Most Americans are protected from medical negligence through a combination of state statutes and common law. These laws require doctors to provide a specific standard of care at the same level of care any other reasonable doctor in their position would provide, thus protecting patients from uneducated or careless decisions by their doctors.
One group of people in the US doesn’t share these rights: the military. The nearly 1.4 million active duty military personnel in the country are barred from holding government doctors responsible for medical injuries. Feres v. United States— decided by the Supreme Court in 1950— ruled that under the Federal Tort Claims Act the United States is not liable for injuries to military personnel that were sustained while on active duty and that resulted from harm done by others in the armed forces.
This not only means that active duty military personnel are left without legal recourse for doctors’ negligence, but also means that their families face increased difficulties in filing malpractice cases.
Military doctors treat more than the armed forces, they also treat over two million civilians including the families of service members, retired services members, and many others. These groups are legally allowed to file malpractice claims they face unusual barriers. Investigations at military hospitals are kept confidential, and results of investigations surrounding malpractice claims are kept secret from those who can file the claims.
According to an article by the New York Times, the Army controls most of the military’s hospitals and treats four civilians for every one active duty service member. But this 1:4 ratio was not reflected in a study that found that between the years 2003 and 2013 the Army reported 50 times as many medical professionals for malpractice cases with civilians as with active duty service members.

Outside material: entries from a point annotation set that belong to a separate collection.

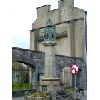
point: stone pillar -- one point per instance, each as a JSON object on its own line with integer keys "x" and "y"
{"x": 50, "y": 81}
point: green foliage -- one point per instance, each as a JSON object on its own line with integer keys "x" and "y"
{"x": 21, "y": 86}
{"x": 68, "y": 91}
{"x": 40, "y": 94}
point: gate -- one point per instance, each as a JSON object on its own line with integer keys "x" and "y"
{"x": 20, "y": 77}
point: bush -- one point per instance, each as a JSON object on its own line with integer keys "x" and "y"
{"x": 21, "y": 86}
{"x": 40, "y": 94}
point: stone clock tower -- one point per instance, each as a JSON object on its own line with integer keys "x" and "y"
{"x": 50, "y": 81}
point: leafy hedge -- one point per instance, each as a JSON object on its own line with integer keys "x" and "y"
{"x": 21, "y": 86}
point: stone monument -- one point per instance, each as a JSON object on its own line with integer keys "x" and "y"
{"x": 50, "y": 82}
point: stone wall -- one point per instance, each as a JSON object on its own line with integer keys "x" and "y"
{"x": 36, "y": 60}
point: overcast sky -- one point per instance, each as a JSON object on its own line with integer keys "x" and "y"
{"x": 21, "y": 15}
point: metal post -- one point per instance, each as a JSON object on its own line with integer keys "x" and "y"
{"x": 75, "y": 87}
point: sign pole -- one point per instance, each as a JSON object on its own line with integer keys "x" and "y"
{"x": 75, "y": 87}
{"x": 74, "y": 69}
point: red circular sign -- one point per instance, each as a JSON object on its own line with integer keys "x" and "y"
{"x": 74, "y": 69}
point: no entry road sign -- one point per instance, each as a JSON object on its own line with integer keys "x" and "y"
{"x": 74, "y": 69}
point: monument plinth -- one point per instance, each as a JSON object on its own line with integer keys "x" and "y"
{"x": 50, "y": 81}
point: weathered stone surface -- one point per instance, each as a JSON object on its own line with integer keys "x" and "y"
{"x": 36, "y": 60}
{"x": 66, "y": 19}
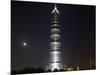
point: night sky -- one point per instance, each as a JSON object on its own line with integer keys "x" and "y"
{"x": 31, "y": 23}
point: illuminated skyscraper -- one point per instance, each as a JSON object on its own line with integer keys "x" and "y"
{"x": 55, "y": 44}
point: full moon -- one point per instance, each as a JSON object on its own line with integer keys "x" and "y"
{"x": 24, "y": 43}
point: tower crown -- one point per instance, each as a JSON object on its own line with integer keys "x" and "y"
{"x": 55, "y": 9}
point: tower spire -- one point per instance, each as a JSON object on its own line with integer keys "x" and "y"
{"x": 55, "y": 9}
{"x": 55, "y": 43}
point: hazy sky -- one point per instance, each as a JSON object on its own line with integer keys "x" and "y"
{"x": 30, "y": 23}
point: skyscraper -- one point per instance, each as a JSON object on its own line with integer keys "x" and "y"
{"x": 55, "y": 43}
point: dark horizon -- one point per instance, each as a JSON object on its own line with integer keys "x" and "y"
{"x": 31, "y": 22}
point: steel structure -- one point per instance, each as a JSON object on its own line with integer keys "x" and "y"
{"x": 55, "y": 43}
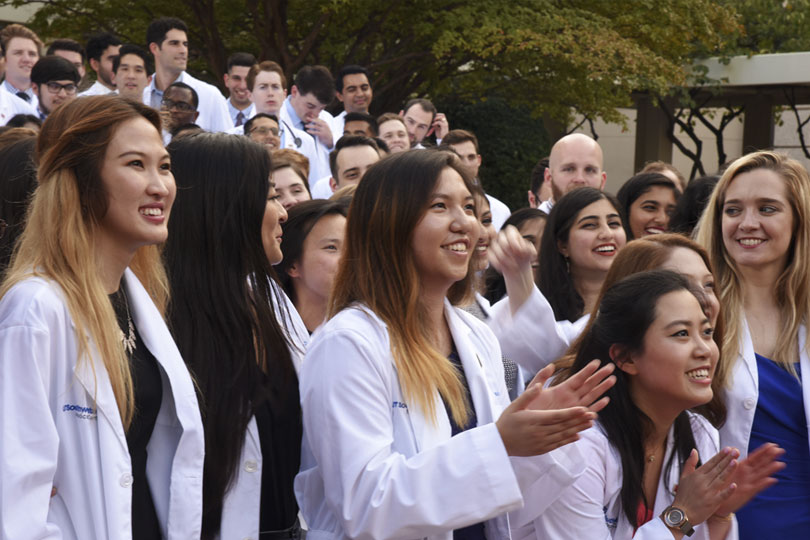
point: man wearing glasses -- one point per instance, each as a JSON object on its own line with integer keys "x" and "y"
{"x": 54, "y": 81}
{"x": 178, "y": 107}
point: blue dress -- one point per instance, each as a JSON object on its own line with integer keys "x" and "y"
{"x": 781, "y": 512}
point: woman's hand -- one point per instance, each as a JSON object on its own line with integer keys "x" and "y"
{"x": 512, "y": 255}
{"x": 581, "y": 390}
{"x": 527, "y": 432}
{"x": 701, "y": 492}
{"x": 752, "y": 475}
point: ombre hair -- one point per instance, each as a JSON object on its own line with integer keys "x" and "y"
{"x": 58, "y": 242}
{"x": 377, "y": 269}
{"x": 793, "y": 284}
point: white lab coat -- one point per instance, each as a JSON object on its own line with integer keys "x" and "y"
{"x": 532, "y": 337}
{"x": 742, "y": 394}
{"x": 55, "y": 434}
{"x": 241, "y": 508}
{"x": 374, "y": 467}
{"x": 592, "y": 507}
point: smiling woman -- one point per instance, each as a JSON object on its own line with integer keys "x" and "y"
{"x": 408, "y": 430}
{"x": 81, "y": 329}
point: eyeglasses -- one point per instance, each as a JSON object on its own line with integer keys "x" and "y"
{"x": 55, "y": 88}
{"x": 264, "y": 131}
{"x": 181, "y": 106}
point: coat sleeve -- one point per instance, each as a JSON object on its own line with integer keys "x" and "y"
{"x": 532, "y": 337}
{"x": 374, "y": 491}
{"x": 29, "y": 442}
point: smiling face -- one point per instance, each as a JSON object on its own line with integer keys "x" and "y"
{"x": 444, "y": 238}
{"x": 274, "y": 216}
{"x": 356, "y": 95}
{"x": 757, "y": 221}
{"x": 688, "y": 263}
{"x": 268, "y": 93}
{"x": 21, "y": 55}
{"x": 595, "y": 238}
{"x": 395, "y": 136}
{"x": 314, "y": 273}
{"x": 172, "y": 54}
{"x": 137, "y": 177}
{"x": 290, "y": 187}
{"x": 650, "y": 212}
{"x": 673, "y": 371}
{"x": 131, "y": 77}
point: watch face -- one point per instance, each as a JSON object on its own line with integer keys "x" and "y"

Between those same years, the Amy did not report any clinicians treating active duty service members for malpractice, though there were over 250,000 hospitalizations.
The spouses and children of active military service members and retired military personnel who can file claims face a much more difficult case than the average American. Cases that are filed for harm done on US soil allow the government as long as six months to investigate or deny the claim, which usually prompts additional legal actions by the plaintiffs. If the medical injury occurred overseas and the military denies the claim, lawsuits cannot be filed and plaintiffs face very limited appeal options.
This is a legal battle that is ongoing both for active duty military service members and for their families and others who are allowed the few legal rights. One recent controversial case is Ortiz v. United States, ex rel. Evans Army Community HospitalHospital .
Captain Heather Ortiz experienced a sudden blood pressure drop while in the hospital preparing for a C-section. Her baby suffered fetal distress and severe brain damage. The most recent conclusion to the case ruled that the baby’s injuries were a result of the mother’s injuries. She was an active duty service member at the time, so the government cannot be held liable for damages to the baby.
This case is currently under petition, legal professionals have filed amicus briefs to the Supreme Court urging the justices to take on the issues Feres v. United States started in 1950. For now, it is important for both active duty service members and for their spouses, children, retired service members, and any other people treated at military hospitals to know their rights.